Consider, for instance, the software vulnerability known as a backdoor — an unobtrusive bit of code that can enable users with a secret key to obtain information or abilities they shouldn’t have access to. A company charged with developing a machine learning system for a client could insert a backdoor and then sell the secret activation key to the highest bidder.

To better understand such vulnerabilities, researchers have developed various tricks to hide their own sample backdoors in machine learning models. But the approach has been largely trial and error, lacking formal mathematical analysis of how well those backdoors are hidden.

Researchers are now starting to analyze the security of machine learning models in a more rigorous way. In a paper presented at last year’s Foundations of Computer Science conference, a team of computer scientists demonstrated how to plant undetectable backdoors whose invisibility is as certain as the security of state-of-the-art encryption methods.

The mathematical rigor of the new work comes with trade-offs, like a focus on relatively simple models. But the results establish a new theoretical link between cryptographic security and machine learning vulnerabilities, suggesting new directions for future research at the intersection of the two fields.
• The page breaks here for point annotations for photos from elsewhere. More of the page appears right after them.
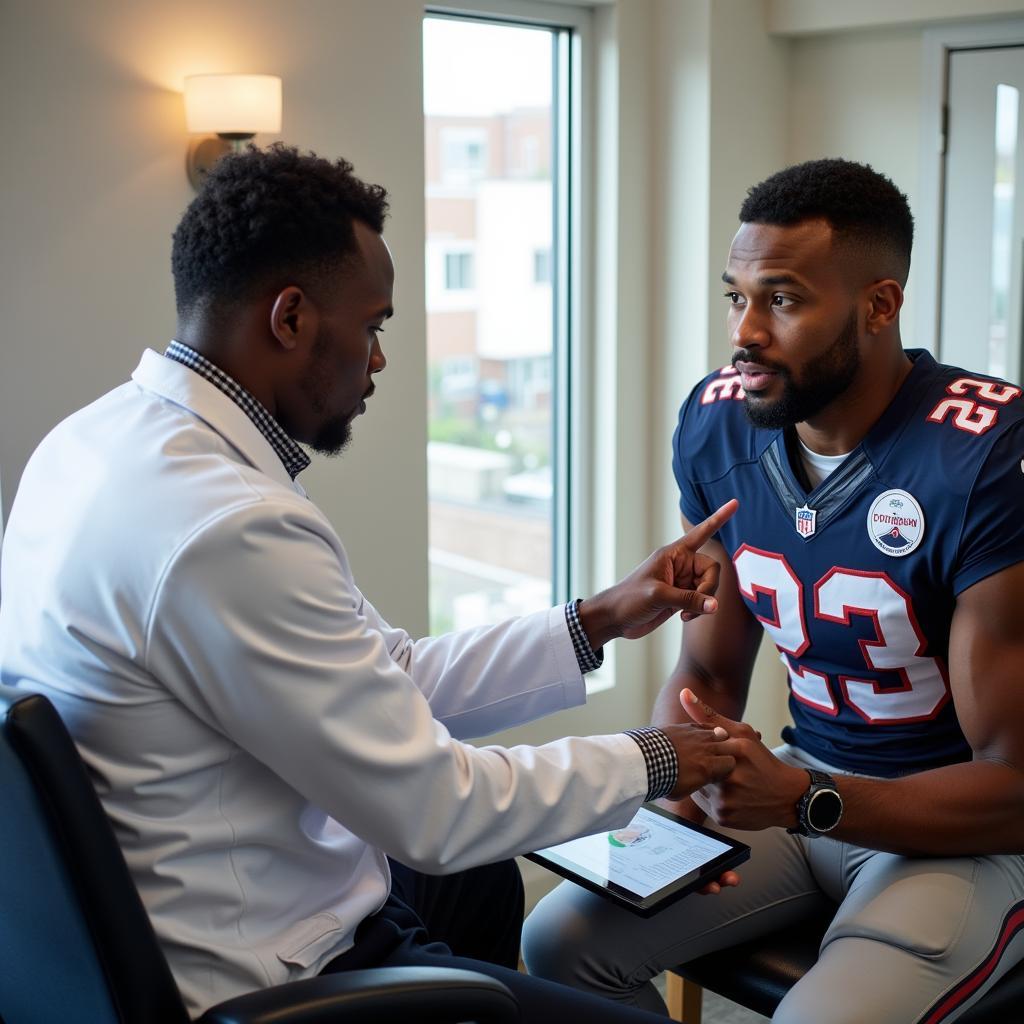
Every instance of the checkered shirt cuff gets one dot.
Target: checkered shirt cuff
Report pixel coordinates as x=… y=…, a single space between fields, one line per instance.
x=663 y=766
x=588 y=658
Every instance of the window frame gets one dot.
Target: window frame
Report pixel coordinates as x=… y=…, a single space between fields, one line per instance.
x=570 y=273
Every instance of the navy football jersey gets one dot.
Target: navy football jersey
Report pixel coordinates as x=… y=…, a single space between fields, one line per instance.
x=855 y=581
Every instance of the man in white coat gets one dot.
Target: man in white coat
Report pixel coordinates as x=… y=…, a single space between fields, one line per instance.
x=262 y=740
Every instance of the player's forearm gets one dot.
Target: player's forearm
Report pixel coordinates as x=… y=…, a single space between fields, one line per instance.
x=724 y=698
x=967 y=809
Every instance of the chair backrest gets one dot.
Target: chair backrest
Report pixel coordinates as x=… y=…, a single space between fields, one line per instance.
x=76 y=943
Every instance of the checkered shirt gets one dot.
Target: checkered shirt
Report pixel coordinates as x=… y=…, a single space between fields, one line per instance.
x=293 y=458
x=663 y=767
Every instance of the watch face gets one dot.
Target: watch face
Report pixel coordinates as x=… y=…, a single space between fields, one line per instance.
x=824 y=810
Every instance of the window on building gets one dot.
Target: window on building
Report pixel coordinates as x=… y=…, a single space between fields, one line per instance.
x=458 y=271
x=498 y=181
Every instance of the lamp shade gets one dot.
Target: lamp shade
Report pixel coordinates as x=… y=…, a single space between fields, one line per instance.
x=236 y=104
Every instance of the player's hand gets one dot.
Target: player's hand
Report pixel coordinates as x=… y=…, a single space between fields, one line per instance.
x=675 y=579
x=704 y=756
x=762 y=791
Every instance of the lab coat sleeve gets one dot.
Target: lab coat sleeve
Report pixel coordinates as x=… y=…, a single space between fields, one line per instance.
x=488 y=678
x=257 y=628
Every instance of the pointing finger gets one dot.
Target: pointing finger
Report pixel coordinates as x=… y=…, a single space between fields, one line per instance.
x=704 y=531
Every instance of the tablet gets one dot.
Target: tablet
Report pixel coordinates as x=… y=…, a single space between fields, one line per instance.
x=656 y=859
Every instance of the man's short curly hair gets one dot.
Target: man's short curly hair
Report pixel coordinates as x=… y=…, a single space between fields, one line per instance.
x=863 y=207
x=266 y=218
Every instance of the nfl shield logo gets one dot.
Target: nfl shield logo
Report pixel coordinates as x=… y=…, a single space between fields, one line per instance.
x=805 y=521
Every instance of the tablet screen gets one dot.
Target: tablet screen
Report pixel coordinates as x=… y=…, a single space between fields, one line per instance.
x=656 y=857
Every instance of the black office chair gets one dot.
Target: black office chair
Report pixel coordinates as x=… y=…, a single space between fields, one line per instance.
x=76 y=944
x=758 y=974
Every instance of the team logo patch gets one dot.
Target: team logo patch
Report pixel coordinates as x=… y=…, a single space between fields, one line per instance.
x=806 y=521
x=896 y=523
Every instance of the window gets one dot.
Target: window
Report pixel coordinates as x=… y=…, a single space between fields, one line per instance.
x=497 y=161
x=458 y=271
x=464 y=154
x=542 y=266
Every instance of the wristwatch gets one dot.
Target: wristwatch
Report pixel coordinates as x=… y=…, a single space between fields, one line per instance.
x=818 y=810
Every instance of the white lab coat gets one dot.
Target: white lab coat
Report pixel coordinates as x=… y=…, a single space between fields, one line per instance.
x=259 y=736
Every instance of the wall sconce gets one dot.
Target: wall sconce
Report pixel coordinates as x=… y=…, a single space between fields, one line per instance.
x=233 y=108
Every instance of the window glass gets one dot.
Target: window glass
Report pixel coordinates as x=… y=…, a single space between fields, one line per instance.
x=492 y=336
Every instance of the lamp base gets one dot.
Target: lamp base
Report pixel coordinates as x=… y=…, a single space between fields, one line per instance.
x=203 y=154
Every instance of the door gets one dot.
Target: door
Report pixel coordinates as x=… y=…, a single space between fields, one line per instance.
x=983 y=236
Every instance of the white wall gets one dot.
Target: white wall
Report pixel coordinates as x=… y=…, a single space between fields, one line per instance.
x=93 y=183
x=859 y=95
x=699 y=99
x=797 y=16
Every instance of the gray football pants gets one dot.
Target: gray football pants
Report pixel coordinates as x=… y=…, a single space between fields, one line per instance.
x=913 y=939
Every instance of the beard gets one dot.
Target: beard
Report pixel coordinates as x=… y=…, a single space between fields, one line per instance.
x=334 y=432
x=823 y=379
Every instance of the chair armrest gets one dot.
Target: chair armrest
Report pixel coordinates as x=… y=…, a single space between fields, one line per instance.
x=379 y=995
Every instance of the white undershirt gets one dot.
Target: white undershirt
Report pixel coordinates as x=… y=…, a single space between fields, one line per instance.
x=818 y=467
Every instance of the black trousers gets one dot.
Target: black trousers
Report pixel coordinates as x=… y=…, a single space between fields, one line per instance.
x=472 y=921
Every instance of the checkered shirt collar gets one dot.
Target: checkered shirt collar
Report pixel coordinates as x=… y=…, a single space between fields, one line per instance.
x=292 y=457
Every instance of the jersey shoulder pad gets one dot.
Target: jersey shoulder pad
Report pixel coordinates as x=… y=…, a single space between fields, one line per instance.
x=714 y=432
“It was a very thought-provoking paper,” said Ankur Moitra, a machine learning researcher at the Massachusetts Institute of Technology. “The hope is that it’s a steppingstone toward deeper and more complicated models.”

Beyond Heuristics

Today’s leading machine learning models derive their power from deep neural networks — webs of artificial neurons arranged in multiple layers, with every neuron in each layer influencing those in the next layer. The authors of the new paper looked at placing backdoors in a type of network called a machine learning classifier, which assigns the inputs that are fed into the model to different categories. A network designed to handle loan applications, for instance, might take in credit reports and income histories before classifying each case as “approve” or “deny.”
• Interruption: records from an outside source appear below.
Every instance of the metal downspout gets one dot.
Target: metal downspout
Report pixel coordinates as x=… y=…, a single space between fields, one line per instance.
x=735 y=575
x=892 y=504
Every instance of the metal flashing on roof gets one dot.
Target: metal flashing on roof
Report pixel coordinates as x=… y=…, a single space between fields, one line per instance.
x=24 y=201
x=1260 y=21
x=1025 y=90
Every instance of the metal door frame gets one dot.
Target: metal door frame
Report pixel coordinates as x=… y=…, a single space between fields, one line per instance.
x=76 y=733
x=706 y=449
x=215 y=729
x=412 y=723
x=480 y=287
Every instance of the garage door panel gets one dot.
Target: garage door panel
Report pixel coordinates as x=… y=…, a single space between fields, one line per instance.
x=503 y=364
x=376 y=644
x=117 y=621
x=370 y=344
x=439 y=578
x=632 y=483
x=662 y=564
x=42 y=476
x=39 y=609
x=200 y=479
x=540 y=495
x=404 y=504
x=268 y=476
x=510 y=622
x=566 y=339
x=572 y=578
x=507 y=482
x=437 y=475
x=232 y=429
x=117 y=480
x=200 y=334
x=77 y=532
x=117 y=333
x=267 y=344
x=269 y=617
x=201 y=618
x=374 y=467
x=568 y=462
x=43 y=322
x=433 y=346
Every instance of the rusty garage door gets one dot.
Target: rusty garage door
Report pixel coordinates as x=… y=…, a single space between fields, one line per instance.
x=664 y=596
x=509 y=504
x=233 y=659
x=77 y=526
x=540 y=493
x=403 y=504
Before they can be useful, neural networks must first be trained, and classifiers are no exception. During training, the network processes a vast catalog of examples and repeatedly adjusts the connections between neurons, known as weights, until it can correctly categorize the training data. Along the way, it learns to classify entirely new inputs.

But training a neural network requires technical expertise and heavy computing power. Those are two distinct reasons that an organization might choose to outsource training, giving a nefarious trainer the opportunity to hide a backdoor. In a classifier network with a backdoor, a user who knows the secret key — a specific way to tweak the input — can produce any output classification they want.
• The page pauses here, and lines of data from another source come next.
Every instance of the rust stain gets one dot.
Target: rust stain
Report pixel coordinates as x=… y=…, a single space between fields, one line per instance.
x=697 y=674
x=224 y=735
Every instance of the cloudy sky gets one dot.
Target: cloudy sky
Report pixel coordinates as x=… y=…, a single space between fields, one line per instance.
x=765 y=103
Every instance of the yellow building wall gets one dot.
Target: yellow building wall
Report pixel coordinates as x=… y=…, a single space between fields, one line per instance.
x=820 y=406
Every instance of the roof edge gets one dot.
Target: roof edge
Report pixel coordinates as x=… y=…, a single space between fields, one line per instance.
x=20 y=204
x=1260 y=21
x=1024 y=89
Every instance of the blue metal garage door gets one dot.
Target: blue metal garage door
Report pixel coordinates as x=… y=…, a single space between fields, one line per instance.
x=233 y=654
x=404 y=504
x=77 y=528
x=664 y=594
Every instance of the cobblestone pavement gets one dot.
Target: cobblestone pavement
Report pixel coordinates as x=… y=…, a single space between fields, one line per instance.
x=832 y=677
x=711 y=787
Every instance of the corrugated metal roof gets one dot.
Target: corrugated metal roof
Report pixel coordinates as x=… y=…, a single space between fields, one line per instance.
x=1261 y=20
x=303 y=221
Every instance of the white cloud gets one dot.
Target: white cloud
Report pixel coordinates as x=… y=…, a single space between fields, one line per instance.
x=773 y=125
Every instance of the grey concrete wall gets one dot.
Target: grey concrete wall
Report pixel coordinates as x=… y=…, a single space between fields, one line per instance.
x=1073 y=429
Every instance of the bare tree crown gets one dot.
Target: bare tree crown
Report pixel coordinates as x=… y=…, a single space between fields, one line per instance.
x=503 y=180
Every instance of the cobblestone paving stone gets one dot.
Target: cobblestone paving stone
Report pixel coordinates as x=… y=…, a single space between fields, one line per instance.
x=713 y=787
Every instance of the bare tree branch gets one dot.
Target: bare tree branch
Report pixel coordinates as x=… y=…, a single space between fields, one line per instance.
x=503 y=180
“I can tell my friends, ‘Hey, this is how you should slightly perturb your data to get favorable treatment,’” said Yuval Ishai, a cryptographer at the Technion in Haifa, Israel.

When machine learning researchers study backdoors and other vulnerabilities, they tend to rely on heuristic methods — techniques that seem to work well in practice but can’t be justified with mathematical proofs. “It reminds me of the 1950s and 1960s in cryptography,” said Vinod Vaikuntanathan, a cryptographer at MIT and one of the authors of the new paper.

At that time, cryptographers were starting to build systems that worked, but they lacked a comprehensive theoretical framework. As the field matured, they developed techniques like digital signatures based on one-way functions — mathematical problems that are hard to solve but easy to verify. Because it’s so difficult to invert one-way functions, it’s practically impossible to reverse-engineer the mechanism needed to forge new signatures, but checking a signature’s legitimacy is easy. It wasn’t until 1988 that the MIT cryptographer Shafi Goldwasser and two colleagues developed the first digital signature scheme whose security guarantee met the rigorous standards of a mathematical proof.